Quick note from Alex:

Update: The BBC has a good summary of Julius Malema’s recent controversies here.

The last few months have seen language choice re-emerge as a hot topic in South African politics. (This is nothing new: the 1976 Soweto Uprising had its roots firmly in the 1974 Afrikaans Medium Decree, for example, which manded 50-50 use of Afrikaans and English in black schools.) The issue has arisen as part of the controversy over ANC Youth League’s leader, Julius Malema, who is increasingly (I’d say worryingly) outspoken on the theme of white imperialism, recently praising Mugabe’s government and land reform programme after a visit to Zimbabwe, expelling a BBC journalist from a press conference for querying him, and attacking the profile of ethnic minorities in government and the economy.

During an ANC Youth League rally at the University of Johannesburg in March 2010, Malema sang the radical isiZulu anti-apartheid song ‘Dubula iBhunu’, translated ‘Shoot the Boer’ or ‘Shoot the White’. The full lyrics in isiZulu and English are here. He continued to sing it at other rallies until the Northern Gauteng High Court banned him from uttering any of the relevant words of the song in English.
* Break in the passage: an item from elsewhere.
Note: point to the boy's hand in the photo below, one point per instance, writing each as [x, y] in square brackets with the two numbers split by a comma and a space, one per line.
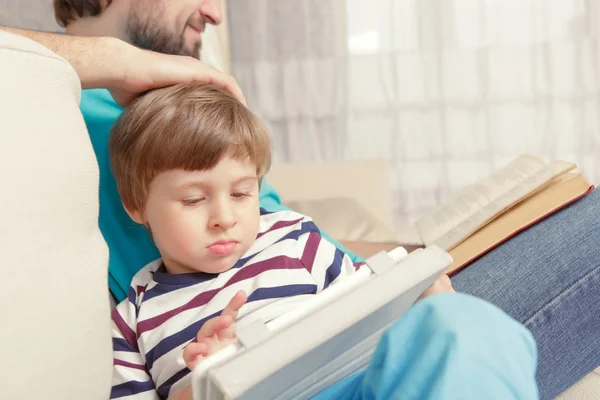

Since then he has sung it in defiance of the order, saying ‘this is the court ruling of the white men in South Africa but we are not going to obey it’. More obliquely, he has appeared wearing a t-shirt with the word ‘Dubula’ on.

This represents a concerted attempt to reactivate isiZulu as a language of political struggle, as it was through much of the apartheid era, and more generally to make language a hot and divisive topic within South Africa. This is one of several not-so-weak signals that language may still be a useful pressure point for those who wish to emphasise divisions within South Africa, despite the constitution’s official multi-lingualism. Since language use is often such a clear marker of other segmenters like geography or wealth or race, not all of which have faded in their prominence since the early 1990s, it can feasibly be used to signify other sectoral grievances (for example, continued black poverty and white wealth) that have not always been well articulated in South African public life.